Every semester, in the study-break week before my final examinations, there will be a day where I sit and ponder about my life and where it is heading. Then I will start to worry my socks off about whether I will actually make it to where I want to be in the next five to ten years.
Today is that day.
I just can’t help but to feel like I’m not doing enough to make sure I get to where I want to be. I tell myself to go ahead and pick up that book to study for that exam, but then I start to think what if I fail in this exam? What will happen? Am I in the right field of study? Do I actually want to do this as my career? What if this isn’t what I’m good at? What if I’m actually good at something else but totally ignoring it?

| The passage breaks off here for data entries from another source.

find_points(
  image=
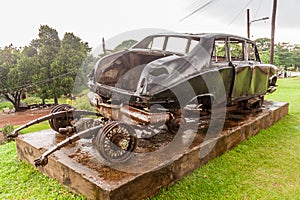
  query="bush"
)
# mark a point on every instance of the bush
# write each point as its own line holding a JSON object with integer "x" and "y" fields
{"x": 7, "y": 130}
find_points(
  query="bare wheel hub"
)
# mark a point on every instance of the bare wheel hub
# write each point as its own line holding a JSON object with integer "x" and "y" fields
{"x": 116, "y": 142}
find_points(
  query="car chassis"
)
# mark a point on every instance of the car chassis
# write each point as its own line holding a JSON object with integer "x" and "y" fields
{"x": 154, "y": 80}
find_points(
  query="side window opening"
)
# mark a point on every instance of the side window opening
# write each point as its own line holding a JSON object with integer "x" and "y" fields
{"x": 251, "y": 52}
{"x": 237, "y": 50}
{"x": 157, "y": 43}
{"x": 219, "y": 52}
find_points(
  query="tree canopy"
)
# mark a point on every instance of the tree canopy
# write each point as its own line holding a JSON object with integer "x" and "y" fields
{"x": 48, "y": 66}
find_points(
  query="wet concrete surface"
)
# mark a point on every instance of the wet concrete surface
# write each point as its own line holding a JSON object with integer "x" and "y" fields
{"x": 157, "y": 162}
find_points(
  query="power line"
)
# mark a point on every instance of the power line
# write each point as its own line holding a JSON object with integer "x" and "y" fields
{"x": 241, "y": 12}
{"x": 29, "y": 85}
{"x": 257, "y": 9}
{"x": 202, "y": 7}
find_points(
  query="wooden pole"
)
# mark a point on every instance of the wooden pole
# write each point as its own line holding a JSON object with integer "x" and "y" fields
{"x": 273, "y": 31}
{"x": 248, "y": 23}
{"x": 103, "y": 46}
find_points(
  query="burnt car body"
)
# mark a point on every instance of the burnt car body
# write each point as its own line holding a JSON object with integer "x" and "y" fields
{"x": 155, "y": 82}
{"x": 173, "y": 70}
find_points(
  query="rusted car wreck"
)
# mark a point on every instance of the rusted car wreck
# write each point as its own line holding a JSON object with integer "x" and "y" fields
{"x": 155, "y": 81}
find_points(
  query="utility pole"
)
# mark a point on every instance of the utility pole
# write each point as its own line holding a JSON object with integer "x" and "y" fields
{"x": 248, "y": 23}
{"x": 273, "y": 31}
{"x": 103, "y": 46}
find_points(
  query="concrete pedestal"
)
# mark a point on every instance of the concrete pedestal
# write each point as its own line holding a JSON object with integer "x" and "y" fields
{"x": 83, "y": 171}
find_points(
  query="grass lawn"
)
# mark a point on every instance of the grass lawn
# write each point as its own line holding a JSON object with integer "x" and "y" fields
{"x": 266, "y": 166}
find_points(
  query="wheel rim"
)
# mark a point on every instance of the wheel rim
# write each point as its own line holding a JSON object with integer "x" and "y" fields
{"x": 116, "y": 142}
{"x": 60, "y": 122}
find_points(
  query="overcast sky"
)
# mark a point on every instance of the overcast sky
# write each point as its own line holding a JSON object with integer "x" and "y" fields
{"x": 93, "y": 19}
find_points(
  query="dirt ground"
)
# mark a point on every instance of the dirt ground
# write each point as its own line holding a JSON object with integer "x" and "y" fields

Yes, I do love this field of study. I am very much interested in it and I want to do this. I know I’m not the best at it. I have course mates who just get it the first time they listen to it in class or understand completely just by reading the text book once. I’m not that. I need to go through it a couple of times, I need to ask them for their explanation, I need more time to study the same thing. But hey, at least I’m trying, right? I do have other interests and I also want to do that, but not as my career. I want to do those as a side hobby.
However, there is an interest in those hobbies of mine. And what if those hobbies are actually what I’m really good at and I can make a career out of it? Like, a better career than what I’m actually pursuing now.
I know this is all very vague and you have no idea what I’m talking about, this field of study and hobbies. I don’t want to go into specifics because then I will have to explain so much more. I’m keeping it general so if you can relate, we can sit and worry together. Or… we could talk about it and possibly solve this horrible day of mine I get every semester.
I guess in a way, this recurring day I get is sort of a reality check for me, a little reminder to sit and check in on whether I’m on the right path.